We need to reset overall consumption habits, to buying less and buying better. Cities need to work for us to reduce how much we collectively consume; promoting reuse and sharing, repairing and swapping, with access to workshops and swap-shops in every city. Recycling is the last step in the long life of a product. This would slow the pressure on raw materials and decrease waste.
4. Green spaces
The demand for urban green areas is increasing, as a growing body of research links parks and green spaces to wellbeing. The WHO suggests that people should live no more than 300 metres away from a green space. But in many cities, parks and other green spaces are still regarded as a luxury, only available to the privileged few.
When we have green areas in our cities, we’re encouraged to do more physical activity, relax, play, and enjoy being with others.
Transforming empty plots of land into community gardens and green spaces is a way to experience the change we want to create and to make visible the regrowth we want for our cities. Urban agriculture can involve more of us in growing our food and regenerating our cities. Green space is our way of escaping urban pressures.

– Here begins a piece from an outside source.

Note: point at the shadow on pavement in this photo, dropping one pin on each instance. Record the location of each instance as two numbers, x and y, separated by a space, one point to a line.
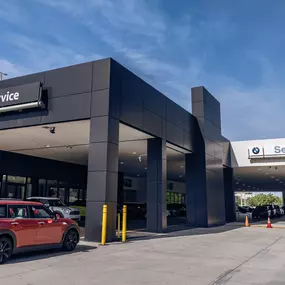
179 231
44 254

Greening our empty spaces, prioritising relationships over disposable consumption, getting around by polluting less – this is what the future of our cities could look like.
A safer, better and cleaner city needs to be built step by step, through coordinated economic choices, deliberate political action, and with citizens leading the way.
Shaping the city of the future starts today and it starts with all of us.
What do you want the city of the future to look like?
Celia Ojeda Martínez is the program manager with Greenpeace Spain and leads the Cities project.